As a dataset for our reconstruction validation, we calculated the sea surface pCO2 from the observed temperature, salinity, total alkalinity, dissolved inorganic carbon, phosphate, and silicate at Station SEATS (SouthEast Asia Time-series Study; 18 N, 116 E) in the northern basin of the SCS in the summer of 2007, 2009, 2012, 2014, and 2017. The nutrient sample collection and measurement are described in Du et al. (2013, 2017). The samples of total alkalinity and dissolved inorganic carbon were collected and measured following the same procedure in Guo et al. (2015). The calculation of pCO2 was made using the program of Lewis and Wallace (1998), in which the apparent dissociation constants for carbonic acid of Mehrbach et al. (1973) refit by Dickson and Millero (1987) and the dissociation constant for bisulfate ion from Dickson (1990) were employed. Another sea surface pCO2 dataset calculated in the same way at Station SEATS in the summer of 2000, 2001, 2004, and 2006 was compiled from Lui et al. (2020).

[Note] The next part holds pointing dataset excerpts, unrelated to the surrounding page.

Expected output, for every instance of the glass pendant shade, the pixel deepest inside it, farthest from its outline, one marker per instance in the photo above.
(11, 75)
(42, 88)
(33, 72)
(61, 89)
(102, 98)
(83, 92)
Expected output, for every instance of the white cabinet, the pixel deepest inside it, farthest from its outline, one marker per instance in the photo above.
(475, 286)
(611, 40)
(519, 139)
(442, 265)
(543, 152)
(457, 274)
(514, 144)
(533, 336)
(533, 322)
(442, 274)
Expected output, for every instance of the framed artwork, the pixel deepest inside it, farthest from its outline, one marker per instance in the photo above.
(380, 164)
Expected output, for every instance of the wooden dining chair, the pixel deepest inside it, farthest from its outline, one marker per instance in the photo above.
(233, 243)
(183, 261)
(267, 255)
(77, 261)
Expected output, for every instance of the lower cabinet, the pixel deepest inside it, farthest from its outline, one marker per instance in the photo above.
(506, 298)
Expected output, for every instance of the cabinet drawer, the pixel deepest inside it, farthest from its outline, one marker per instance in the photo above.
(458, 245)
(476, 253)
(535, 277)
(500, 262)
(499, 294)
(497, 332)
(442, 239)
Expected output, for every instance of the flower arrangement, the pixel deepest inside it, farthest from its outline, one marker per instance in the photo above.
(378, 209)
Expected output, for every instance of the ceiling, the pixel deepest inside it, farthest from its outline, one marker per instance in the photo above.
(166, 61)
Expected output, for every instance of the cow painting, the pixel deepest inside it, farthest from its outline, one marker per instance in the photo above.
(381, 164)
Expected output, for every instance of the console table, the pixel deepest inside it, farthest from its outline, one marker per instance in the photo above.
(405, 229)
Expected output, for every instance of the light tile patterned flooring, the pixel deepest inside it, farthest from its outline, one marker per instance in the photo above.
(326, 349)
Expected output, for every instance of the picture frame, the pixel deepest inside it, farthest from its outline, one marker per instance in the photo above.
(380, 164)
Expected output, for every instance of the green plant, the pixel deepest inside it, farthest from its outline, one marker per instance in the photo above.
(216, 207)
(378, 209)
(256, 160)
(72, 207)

2.2 Remote-sensing-derived sea surface pCO2 data

The satellite remote-sensing-derived sea surface pCO2 in the SCS was estimated for the years of 2000–2014 using a “mechanistic semi-analytical algorithm” (MeSAA) developed by Bai et al. (2015a). In the summer in the SCS, the thermodynamic, mixing, and biological effects on the sea surface pCO2 were parameterized in the MeSAA algorithm as a function of major controlling factors derived from multiple-satellite-derived sea surface temperature, colored dissolved organic matter, and chlorophyll. The spatial resolution of the remote-sensing-derived pCO2 estimates is 1×1. These estimates were aggregated into 0.5×0.5 grid boxes in our study region (5–25 N, 109–122 E). As shown in Fig. 4, the gridded remote-sensing-derived pCO2 data cover almost all the areas of the SCS (see the boxes of RS pCO2 and RS estimates of full coverage in Fig. 1). We made a validation study for the remote-sensing-derived pCO2 by comparison with the observed underway pCO2 (Fig. 5). In general, most of the remote-sensing-derived pCO2 overestimate the sea surface pCO2 but not by more than 50 µatm. The root-mean-square error (RMSE) falls in the range from 12.8 to 89.0 µatm with a median of 33.8 µatm (Table 2). The RMSE values are high in the years when the underway data covered only the shelf regions. With the MeSAA algorithm, the derived pCO2 dataset represents the major CO2 variation in large scales. However, variations shown by these remote-sensing-derived pCO2 data are much less than those shown by the observed pCO2 data because the current MeSAA algorithm does not consider some local processes, such as eddies and potentially different carbonate system patterns in coastal areas. Larger spatial variations are expected especially in areas influenced by river plumes. This makes it necessary to reconstruct a pCO2 field not only from the remote-sensing-derived pCO2 but also constrained by the observed in situ pCO2 data from cruises.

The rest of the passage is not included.